Abstract
Water-current MHK turbines are receiving a growing interest in many parts of the world with available hydrokinetic resources. Because of potentially reasonable investment and maintenance costs, reliability, and environmental friendliness, this technology is considered worthy of research investment. Furthermore, small-scale MHK energy from river or tidal currents can be a solution for power supply in remote areas. However, little is known about the potential effects of MHK device operation in coastal embayments, estuaries, or rivers, or of the cumulative impacts of these devices on aquatic ecosystems over years or decades of operation. This lack of knowledge affects the actions of regulatory agencies, the opinions of stakeholder groups, and the commitment of energy project developers and investors. For example, the power generating capacity of water-current MHK turbines will depend on the turbine type, number, and current flow velocities, among other factors. In other words, each MHK-device array’s footprint and performance will depend on the type of turbines and the characteristics of the local system. There is an urgent need for practical, accessible tools and peer-reviewed publications to help industry and regulators evaluate environmental impacts and mitigation measures and to establish best siting and design practices.

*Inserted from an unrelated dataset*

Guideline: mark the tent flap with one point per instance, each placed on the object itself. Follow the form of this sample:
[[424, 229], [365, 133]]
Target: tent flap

This study focuses on the initial development of a hydrodynamic model of Cobscook Bay, ME. This is the first deployment location of the Ocean Renewable Power Company (ORPC) TidGenTM units. One unit is currently deployed with 4 more to follow in the coming years. Potential changes to the physical environment imposed by operation of a five-MHK turbine array are evaluated using the modeling platform SNL-EFDC (James et al., 2011; James et al., 2012; James et al., 2006a; James et al., 2010a; James et al., 2010b; James et al., 2006b). Model results with and without an MHK array were compared to facilitate an understanding of how this small 5-MHK turbine array might alter the Cobscook Bay environment. These simulations can assist cost-effective planning before proceeding to detailed siting, engineering designs, and deployment of devices.